„Wie weit sind wir mittlerweile von Stillers Männer- und Frauenbild entfernt – und wie sehr prägen und beeinflussen uns diese tief eingelagerten Identifikationsmuster heute noch?“
Auch nach knapp 70 Jahren sind die Themen, die in Max Frischs Roman „Stiller“ (1954) behandelt werden hochaktuell. Unsere Unfähigkeit zur Liebe, unsere Suche nach Identität, unser Gefangensein in gefestigten Vorstellungen und Bildern unseres Gegenübers, von uns selbst, unsere Fragen nach „lebbaren“ Beziehungen, nach unserer Liebesfähigkeit, das Gefangensein in narzisstischer Ich-Bezogenheit, genauso wie die Sehnsucht, diese überwinden zu können: das sind zeitlose Themen, die im Roman auf eine solch packende Art und Weise aufgegriffen werden, dass es sehr spannend ist, sie in neu adaptierter Form auf die große Leinwand zu bringen.
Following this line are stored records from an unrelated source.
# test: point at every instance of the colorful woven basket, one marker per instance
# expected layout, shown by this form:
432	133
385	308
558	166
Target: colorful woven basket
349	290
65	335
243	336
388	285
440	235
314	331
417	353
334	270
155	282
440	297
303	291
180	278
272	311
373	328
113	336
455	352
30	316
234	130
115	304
Im Landesmuseum Zürich war vor einigen Jahren eine vielbeachtete Ausstellung zu sehen: „Der erschöpfte Mann“. Dort war zu lesen: „Im Laufe der Geschichte haben Männer zahlreiche heroische Ideale für sich geschaffen: strahlende Sieger, selbstherrliche Schöpfer, Abbilder Gottes. Doch jedes Ideal entpuppt sich bei genauerem Hinsehen als Überforderung, an der der Mann schließlich zerbricht.“ Genau daran leidet unser Stiller.
Vor dem Hintergrund der heute breit diskutierten Genderthematik und in einer Zeit, in der Männlichkeit in einer Krise steckt und zu Recht hinterfragt wird, gibt es somit Gründe genug, die Geschichte eines Mannes zu erzählen, der mit seiner männlichen Identität hadert, der sein eigenes Bild von Männlichkeit hinterfragen muss und auf radikale Weise nach einem neuen sucht. In unserer filmischen Adaption geht es aber nicht nur um die Männer, auch die Frauenfiguren wurden gestärkt und ihre Geschichten gleichermaßen hervorgehoben. Letztlich ist Stiller eine Liebesgeschichte. Nicht romantisch, im Sinne von: „Am Ende kriegen sie sich, und sind glücklich“. Nein, es geht um die Fragen: Wie geht das eigentlich: Liebe? Welche Sehnsüchte sind da im Spiel? Welche Besitzansprüche? Welche fixen Bilder, von uns selbst, vom Mannsein, vom Frausein? Welche Ängste? Und wie sehr kann es gelingen, sich neu zu erfinden, nochmals zu beginnen, alleine – und auch gemeinsam?